The strains used in this study are listed in Table 1 and have been deposited in the Collection de Souches de l’Institut Pasteur (CIP, Paris, France) and the Culture Collection of the University of Göteborg (CCUG, Göteborg, Sweden). Isolation of these strains has been described previously (La Scola et al., 2000). All strains were subcultured routinely on BCYE agar plates (bioMérieux) at 30 °C as described previously (La Scola et al., 2000).

Antimicrobial susceptibility testing.
The strains were grown for 72–96 h on BCYE agar prior to testing. Antibiotic susceptibility testing was performed using a micro broth-dilution method in NB. For testing of susceptibility to cotrimoxazole, 5 % lysed horse blood was added to the broth. The final inoculum for all broth tests contained between 1x10⁵ and 5x10⁵ c.f.u. ml^-1. The plates were incubated at 30 °C and read between 72 and 96 h. Escherichia coli (ATCC 25922) and Enterococcus faecalis (ATCC 29212) were used as controls.

Analysis of major proteins using SDS-PAGE.
The strains were harvested after 5–7 days cultivation and suspended in deionized water in preparation for SDS-PAGE. SDS-PAGE was performed using the methods described by Laëmmli (1970).
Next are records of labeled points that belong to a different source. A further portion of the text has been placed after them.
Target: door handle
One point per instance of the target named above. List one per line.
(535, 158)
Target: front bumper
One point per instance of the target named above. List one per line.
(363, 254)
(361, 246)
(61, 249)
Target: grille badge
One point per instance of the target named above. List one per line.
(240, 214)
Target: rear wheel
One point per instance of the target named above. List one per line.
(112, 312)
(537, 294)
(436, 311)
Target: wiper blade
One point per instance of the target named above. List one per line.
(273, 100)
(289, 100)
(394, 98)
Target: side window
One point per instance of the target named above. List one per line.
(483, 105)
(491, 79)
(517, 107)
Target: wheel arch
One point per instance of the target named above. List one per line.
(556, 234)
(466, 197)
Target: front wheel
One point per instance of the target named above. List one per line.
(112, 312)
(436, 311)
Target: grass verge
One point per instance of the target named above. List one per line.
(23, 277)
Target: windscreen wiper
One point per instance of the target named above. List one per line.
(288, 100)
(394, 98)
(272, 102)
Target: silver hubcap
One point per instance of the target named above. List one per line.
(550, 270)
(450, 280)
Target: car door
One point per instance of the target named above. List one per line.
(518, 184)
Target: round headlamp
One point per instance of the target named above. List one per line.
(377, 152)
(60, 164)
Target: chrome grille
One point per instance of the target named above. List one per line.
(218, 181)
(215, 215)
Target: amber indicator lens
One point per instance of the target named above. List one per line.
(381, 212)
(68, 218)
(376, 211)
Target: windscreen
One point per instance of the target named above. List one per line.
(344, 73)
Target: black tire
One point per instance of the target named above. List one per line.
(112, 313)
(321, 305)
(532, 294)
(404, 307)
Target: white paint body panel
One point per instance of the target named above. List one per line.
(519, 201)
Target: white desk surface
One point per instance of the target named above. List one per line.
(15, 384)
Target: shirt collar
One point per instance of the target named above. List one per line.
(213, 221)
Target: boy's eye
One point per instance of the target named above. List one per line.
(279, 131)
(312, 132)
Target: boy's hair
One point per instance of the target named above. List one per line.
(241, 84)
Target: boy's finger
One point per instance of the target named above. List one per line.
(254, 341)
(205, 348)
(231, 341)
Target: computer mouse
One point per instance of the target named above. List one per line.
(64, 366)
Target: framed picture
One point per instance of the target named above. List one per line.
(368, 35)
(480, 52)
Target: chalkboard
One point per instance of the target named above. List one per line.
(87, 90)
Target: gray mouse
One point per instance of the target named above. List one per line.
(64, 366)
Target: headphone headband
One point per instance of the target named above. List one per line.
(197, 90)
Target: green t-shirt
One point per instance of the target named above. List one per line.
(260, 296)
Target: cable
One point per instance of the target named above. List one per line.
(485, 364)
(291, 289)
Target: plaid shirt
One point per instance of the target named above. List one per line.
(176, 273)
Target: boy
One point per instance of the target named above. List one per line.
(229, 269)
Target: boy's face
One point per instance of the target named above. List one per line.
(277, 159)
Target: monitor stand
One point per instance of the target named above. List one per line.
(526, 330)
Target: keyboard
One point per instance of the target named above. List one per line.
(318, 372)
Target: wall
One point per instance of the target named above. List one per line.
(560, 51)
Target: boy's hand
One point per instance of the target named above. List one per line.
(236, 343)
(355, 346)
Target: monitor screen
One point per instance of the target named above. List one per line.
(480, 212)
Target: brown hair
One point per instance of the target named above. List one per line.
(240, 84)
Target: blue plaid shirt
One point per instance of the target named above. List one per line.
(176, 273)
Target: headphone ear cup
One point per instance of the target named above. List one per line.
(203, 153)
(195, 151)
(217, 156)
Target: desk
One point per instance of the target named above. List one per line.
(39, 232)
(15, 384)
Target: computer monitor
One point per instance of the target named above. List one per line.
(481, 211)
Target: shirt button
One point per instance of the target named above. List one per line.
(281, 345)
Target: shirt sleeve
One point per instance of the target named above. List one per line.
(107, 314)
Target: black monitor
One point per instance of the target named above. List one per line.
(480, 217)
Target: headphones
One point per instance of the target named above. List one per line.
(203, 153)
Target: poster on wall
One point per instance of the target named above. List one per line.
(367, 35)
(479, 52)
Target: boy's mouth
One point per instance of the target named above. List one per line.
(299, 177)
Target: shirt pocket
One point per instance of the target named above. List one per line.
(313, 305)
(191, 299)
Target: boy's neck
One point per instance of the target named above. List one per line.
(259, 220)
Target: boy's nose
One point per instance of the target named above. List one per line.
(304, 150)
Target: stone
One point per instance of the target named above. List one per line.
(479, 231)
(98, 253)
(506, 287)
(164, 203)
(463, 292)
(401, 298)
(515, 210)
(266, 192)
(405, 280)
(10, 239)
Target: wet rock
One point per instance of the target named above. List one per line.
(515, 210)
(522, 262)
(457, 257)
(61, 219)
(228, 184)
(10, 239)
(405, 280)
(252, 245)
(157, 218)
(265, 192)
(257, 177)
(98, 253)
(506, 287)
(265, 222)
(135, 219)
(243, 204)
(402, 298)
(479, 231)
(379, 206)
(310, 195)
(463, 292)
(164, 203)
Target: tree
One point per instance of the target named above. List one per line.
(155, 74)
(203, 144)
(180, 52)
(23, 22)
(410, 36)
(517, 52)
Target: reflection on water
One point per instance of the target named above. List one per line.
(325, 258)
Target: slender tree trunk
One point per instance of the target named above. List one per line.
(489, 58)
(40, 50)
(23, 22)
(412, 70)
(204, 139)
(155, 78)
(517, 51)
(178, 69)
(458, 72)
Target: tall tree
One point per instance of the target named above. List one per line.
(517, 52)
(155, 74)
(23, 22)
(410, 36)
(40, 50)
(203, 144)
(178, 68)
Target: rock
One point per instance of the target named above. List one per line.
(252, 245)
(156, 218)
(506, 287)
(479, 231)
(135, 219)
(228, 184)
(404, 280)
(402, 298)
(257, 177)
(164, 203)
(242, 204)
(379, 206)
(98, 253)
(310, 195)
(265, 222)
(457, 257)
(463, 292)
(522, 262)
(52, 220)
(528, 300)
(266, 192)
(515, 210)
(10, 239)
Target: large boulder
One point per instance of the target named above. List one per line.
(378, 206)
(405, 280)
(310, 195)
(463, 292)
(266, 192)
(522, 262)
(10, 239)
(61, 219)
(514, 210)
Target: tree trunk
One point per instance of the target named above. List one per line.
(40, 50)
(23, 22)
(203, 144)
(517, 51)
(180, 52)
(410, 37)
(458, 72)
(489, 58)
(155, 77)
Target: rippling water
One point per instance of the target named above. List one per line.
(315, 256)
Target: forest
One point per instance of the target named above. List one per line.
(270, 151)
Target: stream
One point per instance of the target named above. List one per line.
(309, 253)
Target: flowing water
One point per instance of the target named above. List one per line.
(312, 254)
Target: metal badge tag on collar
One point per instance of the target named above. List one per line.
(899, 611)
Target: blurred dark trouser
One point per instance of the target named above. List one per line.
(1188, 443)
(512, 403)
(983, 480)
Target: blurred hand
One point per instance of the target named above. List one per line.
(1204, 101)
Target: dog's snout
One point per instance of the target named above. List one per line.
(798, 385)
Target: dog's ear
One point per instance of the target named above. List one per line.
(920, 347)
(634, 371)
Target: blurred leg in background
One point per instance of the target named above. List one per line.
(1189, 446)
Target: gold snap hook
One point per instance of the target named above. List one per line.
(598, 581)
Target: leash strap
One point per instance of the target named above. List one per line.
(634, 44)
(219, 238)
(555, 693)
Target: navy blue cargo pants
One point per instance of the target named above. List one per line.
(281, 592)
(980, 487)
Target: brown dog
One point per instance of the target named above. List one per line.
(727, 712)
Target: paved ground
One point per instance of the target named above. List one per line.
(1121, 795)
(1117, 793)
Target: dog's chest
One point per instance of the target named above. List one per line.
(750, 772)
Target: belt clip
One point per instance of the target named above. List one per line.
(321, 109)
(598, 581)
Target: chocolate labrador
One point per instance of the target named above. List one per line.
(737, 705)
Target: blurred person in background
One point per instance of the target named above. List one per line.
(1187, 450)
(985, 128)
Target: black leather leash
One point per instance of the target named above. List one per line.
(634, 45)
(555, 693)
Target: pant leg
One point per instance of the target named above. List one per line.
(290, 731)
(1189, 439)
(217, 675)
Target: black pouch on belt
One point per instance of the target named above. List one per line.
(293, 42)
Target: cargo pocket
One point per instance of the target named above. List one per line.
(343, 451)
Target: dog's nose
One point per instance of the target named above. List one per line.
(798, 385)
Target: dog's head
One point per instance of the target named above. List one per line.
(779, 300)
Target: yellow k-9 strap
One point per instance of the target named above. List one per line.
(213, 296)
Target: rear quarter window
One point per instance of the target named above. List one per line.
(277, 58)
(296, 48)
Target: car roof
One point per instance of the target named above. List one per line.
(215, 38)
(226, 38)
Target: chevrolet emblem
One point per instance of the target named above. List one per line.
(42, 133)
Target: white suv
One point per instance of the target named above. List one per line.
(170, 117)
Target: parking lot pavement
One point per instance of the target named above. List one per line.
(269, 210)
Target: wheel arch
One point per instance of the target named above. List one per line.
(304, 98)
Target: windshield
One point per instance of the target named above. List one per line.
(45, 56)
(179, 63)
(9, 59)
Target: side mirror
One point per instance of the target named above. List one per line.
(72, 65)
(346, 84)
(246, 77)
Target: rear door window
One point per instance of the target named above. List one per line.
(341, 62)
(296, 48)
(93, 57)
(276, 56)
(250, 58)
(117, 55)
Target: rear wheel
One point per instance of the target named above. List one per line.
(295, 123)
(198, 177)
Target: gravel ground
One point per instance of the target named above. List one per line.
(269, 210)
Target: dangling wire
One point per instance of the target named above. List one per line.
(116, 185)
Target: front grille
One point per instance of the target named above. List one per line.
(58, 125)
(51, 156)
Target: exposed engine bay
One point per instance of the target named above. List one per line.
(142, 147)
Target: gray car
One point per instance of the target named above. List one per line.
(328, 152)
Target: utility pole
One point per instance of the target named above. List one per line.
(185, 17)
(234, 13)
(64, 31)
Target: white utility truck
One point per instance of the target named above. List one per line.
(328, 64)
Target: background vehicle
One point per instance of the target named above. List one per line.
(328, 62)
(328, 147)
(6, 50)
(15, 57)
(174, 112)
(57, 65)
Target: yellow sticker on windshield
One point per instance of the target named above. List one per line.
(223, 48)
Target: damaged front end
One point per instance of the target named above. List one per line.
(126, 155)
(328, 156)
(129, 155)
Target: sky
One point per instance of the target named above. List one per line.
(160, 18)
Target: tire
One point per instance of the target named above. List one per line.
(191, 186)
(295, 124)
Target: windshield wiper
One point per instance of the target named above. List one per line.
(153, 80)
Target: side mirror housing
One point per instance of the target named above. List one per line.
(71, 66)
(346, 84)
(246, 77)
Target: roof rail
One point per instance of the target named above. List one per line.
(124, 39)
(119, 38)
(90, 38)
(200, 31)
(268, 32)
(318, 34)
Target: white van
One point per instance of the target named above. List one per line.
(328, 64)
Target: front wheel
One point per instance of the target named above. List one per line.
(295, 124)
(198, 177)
Equal volumes of antigen (titrated to 4 mg protein ml^-1) and sample buffer [0·0625 M Tris/HCl (pH 8·0), 2 % SDS, 5 % 2-mercaptoethanol, 10 % (v/v) glycerol, 0·02 % bromophenol blue] were separated electrophoretically through a 12 % (w/v) resolving gel and a 5 % (w/v) stacking gel, at a constant current (8–10 mA) at room temperature for 4 h in running buffer (25 mM Tris, 192 mM glycine, 0·1 % SDS), using an electrophoretic cell (Mini Protein II; Bio-Rad).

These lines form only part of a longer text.